The kids are down for the night.
It's kind of early, and it wasn't a struggle to get any of them to sleep.
This is a beautiful, rare gift and my mind races ahead to which of the countless tasks to attend to.
I want to write.
This feeling has been burning in me for days. I wake up thinking about writing, and I go to sleep still wishing I could scratch down these thoughts that only find their way out through long wandering roads of time.
But I walk downstairs knowing the dishes need to be done, the table really should be cleared and wiped off if tomorrow's school day is to begin smoothly, and that peace lily bowing lower is just begging to finally be watered.
I stop in front of the table piled high with the results of imagination and meals and wonder how I am going to find the emotional strength to find the surface of this thing. Again.
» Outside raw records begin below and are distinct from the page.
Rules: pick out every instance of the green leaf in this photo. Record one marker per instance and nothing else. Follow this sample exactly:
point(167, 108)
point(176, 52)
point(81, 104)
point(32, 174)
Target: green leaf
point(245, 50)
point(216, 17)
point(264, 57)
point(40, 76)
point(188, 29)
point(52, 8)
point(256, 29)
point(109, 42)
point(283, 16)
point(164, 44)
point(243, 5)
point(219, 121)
What I really want to do is run out the door and hole up in a beautiful, quiet space somewhere and just write my heart out for about two months. I've got the kind of passion that doesn't want to be bothered by even stopping to eat. But even if I could convince myself the husband, and seven year old and two year old would be fine... I can't get around that the nursing baby needs me here. A lot. My "work" hours are pretty much from 7 a.m. until 9:30 p.m. I think they'd notice.
Then He spoke into my spirit, my loving, hilarious God said something I never expected Him to say. And I couldn't see Him, but I know He was smiling.
"Wax on, wax off."
And laughter is a good medicine and I took it and began cleaning things up, one by one.
I'm glad You're here with me. I thought to Him. I haven't thought of that movie in a long time.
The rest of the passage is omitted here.